Reduce the Cost of Care
Reporting Quality Data to Improve Care
As part of its strategy to promote higher quality care, CMS has implemented accepted quality measures, value-based payment, and quality reporting programs. The measures assess clinical quality of care, care coordination, patient safety, and the patient and caregiver experience. Strengthening infrastructure and data systems and fostering learning organizations represent two of the QIO Program’s four foundational principles for quality improvement. These principles come together in the CMS quality reporting and incentive programs, which make Medicare more accessible and affordable to beneficiaries.
Helping Providers in Multiple Care Settings
Quality Innovation Network (QIN)-QIOs work with a variety of providers and care facilities to navigate quality reporting, the Physician Feedback/Value-Based Payment Modifier Program, and Quality and Resource Use Reports (QRURs). Providers and facilities include:
- Eligible physicians and physician groups
- Inpatient and outpatient hospital departments
- Acute care and critical access hospitals
- Inpatient Psychiatric Facilities (IPFs)

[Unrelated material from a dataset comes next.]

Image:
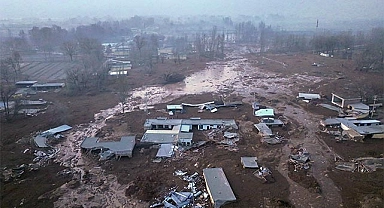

- PPS-exempt Cancer Hospitals (PCHs)
- Ambulatory Surgical Centers (ASCs)
As part of Medicare’s efforts to improve the quality and efficiency of medical care, the Physician Feedback/Value-Based Payment Modifier Program provides comparative performance information to physicians and medical practice groups. By providing meaningful and actionable information for doctors to apply towards quality improvement, CMS is shifting towards a model of physician reimbursement that rewards value rather than volume. Using workflow analysis and other proven methods, QIN-QIOs will help providers identify and close gaps in care coordination, improve efficiency and quality, and meet or exceed national reporting requirements.